Variable mortgage rates have finally ticked lower
The Bank of Canada finally lowered its benchmark rate last week, a long-awaited move that saw variable rates creep lower for the first time in over four years and raised speculation about the prospect of further cuts.
The central bank’s 25-basis-point reduction, which brought that trendsetting interest rate down to 4.75%, was the first time it had cut rates since the onset of the COVID-19 pandemic – providing at least small relief to scores of homeowners who had seen their rates and monthly payments surge in recent years.
Policymakers’ determination to get ballooning inflation under control had seen the Bank increase its policy rate from a rock-bottom 0.25% at the beginning of 2022 to a 23-year high of 5% by the middle of last year, with that rate then remaining unchanged until last week’s drop.
Surprisingly dovish language in its accompanying statement, meanwhile, has raised hopes that another cut could be on the way in the Bank’s next decision on rates, scheduled to take place on July 24.
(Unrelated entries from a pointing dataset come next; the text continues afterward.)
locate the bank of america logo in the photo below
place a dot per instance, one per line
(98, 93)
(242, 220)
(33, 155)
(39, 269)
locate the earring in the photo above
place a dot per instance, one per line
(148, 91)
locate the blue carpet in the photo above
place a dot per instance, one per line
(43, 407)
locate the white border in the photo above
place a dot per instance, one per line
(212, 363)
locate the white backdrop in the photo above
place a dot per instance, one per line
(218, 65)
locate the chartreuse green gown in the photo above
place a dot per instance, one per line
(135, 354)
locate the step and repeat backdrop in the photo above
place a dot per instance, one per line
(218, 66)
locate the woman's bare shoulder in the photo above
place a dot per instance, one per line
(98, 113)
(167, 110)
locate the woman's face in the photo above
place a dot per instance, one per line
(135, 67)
Further rate cuts likely to be steady rather than spectacular
Canada’s mortgage industry has long wondered what impact one or more cuts could have on the country’s housing and mortgage markets, which have faced a protracted cooldown since the beginning of the central bank’s rate-hiking journey.
Speaking to Canadian Mortgage Professional prior to the Bank’s June announcement, Jessica Kuan (pictured top), senior partner and residential mortgage broker with Signature Mortgages (a division of Clear Trust Mortgages), said the onset of rate cuts could see demand increase and buyers step off the sidelines.
Still, she emphasized that with the Bank likely to take a measured approach to rate cuts, there seemed little prospect of a big imminent decline in rates.
Canadians are starting to feel a bit better about the state of the economy, according to the latest Bloomberg Nanos Canadian Consumer Confidence Index.https://t.co/Li6MmSLvJV
— Canadian Mortgage Professional Magazine (@CMPmagazine) June 11, 2024
“I don’t think that the Bank of Canada is going to cut rates substantially,” she said. “A rate cut from the Bank of Canada will have a direct effect on the variable rate, [and] it’s not going to bring that variable rate down substantially… I think it will heat up the market. But I do think that borrowers should expect to be in a high-rate environment for a longer period of time.”
That’s a view that’s long been echoed by top economists – particularly with the US Federal Reserve currently in no mood to slash its own key rate.
CIBC deputy chief economist Benjamin Tal told CMP after last week’s Canadian rate cut that the Fed’s outlook would prove a key factor in judging how much the Canadian central bank can afford to bring rates down without damaging the Canadian dollar.
The Fed held rates steady yet again on Wednesday (June 12), citing lingering concerns on the inflation outlook and an economy that’s remained resilient in the face of a high-rate environment.
The Bank of Canada, too, will be wary of bringing rates down too quickly and potentially reigniting the inflationary pressures of recent times – although it faces a tricky balancing act in its approach, Kuan said.
“I think if they cut rates too quickly, inflation might just be uncontrollable again. But if they don’t cut rates, the problem is that inflation will probably also stay high for a longer period of time, because the higher cost of borrowing will also see rising rents – which of course contributes to a higher cost of living overall,” she said.
Why Canadians could see now as the right time to accelerate homebuying plans
The likelihood of a higher-rate environment for the foreseeable future may convince some buyers to stay on the sidelines for now – but on the flipside, Kuan also said many will probably accept the new reality and push ahead with their homebuying plans.
That’s partly because of shifting buyer psychology when the Bank is more likely to cut than hike, and the realization that lower rates down the line could well see a corresponding jump in competition and prices.
“With every rate cut, I think we’re going to see more buyers jump into the market – which means more competition, and that is of course going to increase the prices of homes,” Kuan said.